Another indicator that is particularly relevant in situations of high uncertainty such as the present is the time it takes to sell a property, as this can point to buyers and sellers finding it more difficult to agree on the new equilibrium price for transactions. The various indicators available on real estate portals suggest a slight increase in the time between a property going on sale and the date it is purchased. According to data from the Idealista portal, it took about six months to sell a house in Q3 2020, almost one month more than a year earlier.6
Consequently, in spite of the relatively moderate decline in house prices to date, we still predict a somewhat sharper correction in the latter part of 2020 and first half of 2021. The revival in economic activity expected from spring onwards should support a gradual recovery in house prices in the second half of 2021. However, the far-reaching economic crisis caused by COVID-19 will make this recovery very gradual, so we do not expect prices to return to their pre-crisis levels until 2024.
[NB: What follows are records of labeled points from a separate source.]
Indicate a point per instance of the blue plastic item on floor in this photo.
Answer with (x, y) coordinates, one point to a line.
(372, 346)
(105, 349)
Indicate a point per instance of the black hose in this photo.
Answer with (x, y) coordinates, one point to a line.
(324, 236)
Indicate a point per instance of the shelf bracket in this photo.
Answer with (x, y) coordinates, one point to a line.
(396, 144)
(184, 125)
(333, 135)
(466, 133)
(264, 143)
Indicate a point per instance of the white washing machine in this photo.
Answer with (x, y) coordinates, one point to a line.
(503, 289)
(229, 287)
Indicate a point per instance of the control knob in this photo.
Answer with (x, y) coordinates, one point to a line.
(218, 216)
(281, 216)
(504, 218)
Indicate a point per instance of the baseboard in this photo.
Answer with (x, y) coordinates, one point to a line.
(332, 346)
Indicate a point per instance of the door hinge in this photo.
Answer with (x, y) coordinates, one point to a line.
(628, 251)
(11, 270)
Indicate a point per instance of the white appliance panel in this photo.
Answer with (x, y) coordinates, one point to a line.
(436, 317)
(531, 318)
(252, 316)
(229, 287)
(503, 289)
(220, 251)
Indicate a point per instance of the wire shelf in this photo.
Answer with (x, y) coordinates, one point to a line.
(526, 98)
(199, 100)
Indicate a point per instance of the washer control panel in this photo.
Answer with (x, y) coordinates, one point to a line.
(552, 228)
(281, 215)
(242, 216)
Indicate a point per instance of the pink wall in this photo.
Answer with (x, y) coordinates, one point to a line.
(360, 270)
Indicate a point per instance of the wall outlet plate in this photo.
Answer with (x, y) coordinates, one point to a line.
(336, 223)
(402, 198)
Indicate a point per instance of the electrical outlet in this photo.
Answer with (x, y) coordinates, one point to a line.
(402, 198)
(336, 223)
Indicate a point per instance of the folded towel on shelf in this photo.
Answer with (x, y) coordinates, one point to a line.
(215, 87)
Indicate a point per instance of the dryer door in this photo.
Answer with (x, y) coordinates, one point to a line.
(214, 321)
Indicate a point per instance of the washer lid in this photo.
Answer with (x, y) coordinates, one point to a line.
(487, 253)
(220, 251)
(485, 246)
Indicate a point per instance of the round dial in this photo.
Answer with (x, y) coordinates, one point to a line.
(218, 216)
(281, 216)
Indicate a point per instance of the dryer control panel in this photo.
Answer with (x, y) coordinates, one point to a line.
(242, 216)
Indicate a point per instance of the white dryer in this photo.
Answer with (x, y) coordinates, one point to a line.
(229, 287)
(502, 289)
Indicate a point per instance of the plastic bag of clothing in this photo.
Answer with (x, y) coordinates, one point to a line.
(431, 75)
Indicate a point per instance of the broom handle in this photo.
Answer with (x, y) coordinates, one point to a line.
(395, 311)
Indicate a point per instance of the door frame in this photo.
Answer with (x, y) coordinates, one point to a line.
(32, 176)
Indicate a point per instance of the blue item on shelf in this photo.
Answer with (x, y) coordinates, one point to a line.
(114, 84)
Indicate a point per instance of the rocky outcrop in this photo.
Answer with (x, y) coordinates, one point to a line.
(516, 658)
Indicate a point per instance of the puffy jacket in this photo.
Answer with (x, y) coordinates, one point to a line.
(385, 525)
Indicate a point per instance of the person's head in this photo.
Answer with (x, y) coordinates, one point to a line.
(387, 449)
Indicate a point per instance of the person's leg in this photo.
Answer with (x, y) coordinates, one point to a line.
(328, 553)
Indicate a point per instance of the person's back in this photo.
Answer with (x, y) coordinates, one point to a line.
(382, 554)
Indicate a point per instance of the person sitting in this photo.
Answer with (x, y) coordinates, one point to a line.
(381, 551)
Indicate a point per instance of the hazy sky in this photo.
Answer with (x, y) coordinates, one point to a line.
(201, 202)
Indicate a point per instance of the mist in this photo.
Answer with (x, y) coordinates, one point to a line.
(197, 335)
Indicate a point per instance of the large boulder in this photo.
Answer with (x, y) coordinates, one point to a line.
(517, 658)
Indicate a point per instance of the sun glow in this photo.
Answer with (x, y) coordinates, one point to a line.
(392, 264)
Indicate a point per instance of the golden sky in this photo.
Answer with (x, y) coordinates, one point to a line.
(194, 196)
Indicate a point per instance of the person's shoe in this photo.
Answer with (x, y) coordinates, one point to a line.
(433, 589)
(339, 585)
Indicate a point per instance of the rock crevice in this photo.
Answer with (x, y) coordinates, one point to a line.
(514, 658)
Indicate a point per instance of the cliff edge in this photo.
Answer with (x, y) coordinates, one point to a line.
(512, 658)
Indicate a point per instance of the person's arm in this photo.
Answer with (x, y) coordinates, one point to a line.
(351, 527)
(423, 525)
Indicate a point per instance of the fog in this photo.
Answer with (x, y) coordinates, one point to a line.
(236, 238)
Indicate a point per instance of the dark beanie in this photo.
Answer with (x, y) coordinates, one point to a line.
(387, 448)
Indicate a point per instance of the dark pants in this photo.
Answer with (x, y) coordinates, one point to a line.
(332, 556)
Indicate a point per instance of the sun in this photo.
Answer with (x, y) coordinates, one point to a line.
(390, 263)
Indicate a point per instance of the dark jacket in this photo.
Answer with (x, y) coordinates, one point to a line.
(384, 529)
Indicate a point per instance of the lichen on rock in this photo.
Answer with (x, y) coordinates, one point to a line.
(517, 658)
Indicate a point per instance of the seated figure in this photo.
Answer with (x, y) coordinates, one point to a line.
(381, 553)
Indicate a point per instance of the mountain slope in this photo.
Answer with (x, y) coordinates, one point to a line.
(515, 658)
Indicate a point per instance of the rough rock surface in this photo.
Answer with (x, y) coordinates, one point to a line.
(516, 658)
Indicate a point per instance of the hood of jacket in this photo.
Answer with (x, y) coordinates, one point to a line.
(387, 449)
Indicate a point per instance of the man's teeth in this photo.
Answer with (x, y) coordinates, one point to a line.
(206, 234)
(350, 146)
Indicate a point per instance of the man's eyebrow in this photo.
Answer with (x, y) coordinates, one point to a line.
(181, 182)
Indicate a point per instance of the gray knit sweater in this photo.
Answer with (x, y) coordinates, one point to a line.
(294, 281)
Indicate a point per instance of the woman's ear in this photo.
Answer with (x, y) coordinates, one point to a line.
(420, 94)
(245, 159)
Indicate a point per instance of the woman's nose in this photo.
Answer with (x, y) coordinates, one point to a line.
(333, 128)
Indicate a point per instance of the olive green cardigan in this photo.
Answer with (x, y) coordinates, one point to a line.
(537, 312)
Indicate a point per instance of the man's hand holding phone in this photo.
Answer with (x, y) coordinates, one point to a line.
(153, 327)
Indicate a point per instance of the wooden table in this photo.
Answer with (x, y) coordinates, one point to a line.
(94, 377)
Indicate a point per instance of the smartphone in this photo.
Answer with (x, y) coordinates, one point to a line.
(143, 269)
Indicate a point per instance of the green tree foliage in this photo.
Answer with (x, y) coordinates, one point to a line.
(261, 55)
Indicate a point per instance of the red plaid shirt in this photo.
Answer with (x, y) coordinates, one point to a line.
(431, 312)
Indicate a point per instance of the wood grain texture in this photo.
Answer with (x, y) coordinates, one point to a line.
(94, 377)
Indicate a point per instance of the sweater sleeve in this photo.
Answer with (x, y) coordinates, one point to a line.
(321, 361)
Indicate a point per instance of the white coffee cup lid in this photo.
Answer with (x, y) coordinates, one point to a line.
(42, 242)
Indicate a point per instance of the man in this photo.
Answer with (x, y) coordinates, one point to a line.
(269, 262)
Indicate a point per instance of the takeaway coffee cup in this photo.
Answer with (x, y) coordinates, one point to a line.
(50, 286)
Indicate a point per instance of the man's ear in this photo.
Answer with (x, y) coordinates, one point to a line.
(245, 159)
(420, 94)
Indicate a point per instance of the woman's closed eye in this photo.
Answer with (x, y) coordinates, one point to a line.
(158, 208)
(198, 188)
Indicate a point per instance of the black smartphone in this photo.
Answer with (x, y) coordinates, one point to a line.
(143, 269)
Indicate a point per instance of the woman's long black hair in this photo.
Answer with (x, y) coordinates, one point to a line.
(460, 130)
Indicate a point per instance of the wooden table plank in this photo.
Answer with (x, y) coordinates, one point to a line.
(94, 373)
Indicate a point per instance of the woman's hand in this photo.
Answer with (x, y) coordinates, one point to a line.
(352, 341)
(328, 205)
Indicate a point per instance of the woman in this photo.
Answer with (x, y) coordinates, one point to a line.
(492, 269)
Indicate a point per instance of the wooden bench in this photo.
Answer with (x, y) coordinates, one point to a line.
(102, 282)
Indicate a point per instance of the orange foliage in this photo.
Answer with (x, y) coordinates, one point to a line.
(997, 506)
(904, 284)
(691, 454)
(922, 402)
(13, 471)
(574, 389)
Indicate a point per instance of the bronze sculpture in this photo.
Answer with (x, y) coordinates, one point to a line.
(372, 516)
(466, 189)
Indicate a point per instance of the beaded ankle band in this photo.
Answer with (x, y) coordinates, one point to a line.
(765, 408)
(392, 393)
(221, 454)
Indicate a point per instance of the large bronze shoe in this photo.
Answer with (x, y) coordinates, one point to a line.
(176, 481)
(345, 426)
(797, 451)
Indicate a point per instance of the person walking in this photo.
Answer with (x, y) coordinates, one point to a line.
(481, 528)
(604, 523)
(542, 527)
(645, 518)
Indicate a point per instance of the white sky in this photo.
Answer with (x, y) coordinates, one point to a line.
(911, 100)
- 6. Idealist study (in Spanish) available at: https://www.idealista.com/news/inmobiliario/vivienda/2020/11/10/ 787808-dime-donde-vives-y-te-dire-cuanto-tardaras-en-vender-tu-casa-ahora
Downward trend in house prices
According to the indicators available on various real estate portals, rents have started to come down in most provinces and municipalities in Spain, albeit with a large number of differences across the different markets. One factor that is having a decisive effect on rents in certain areas is the substantial increase in the number of rented flats available, resulting from properties that had originally been intended for short-term tourist rents being transferred to the residential market. According to a study by Fotocasa, 64% of tourist apartment owners have switched to traditional renting.7 There has also been an increase in the average time it takes to rent a property out which, according to a study by Servihabitat,8 is now 58 days, almost 10 days more than one year ago although still far from the 64 days it used to take in 2017.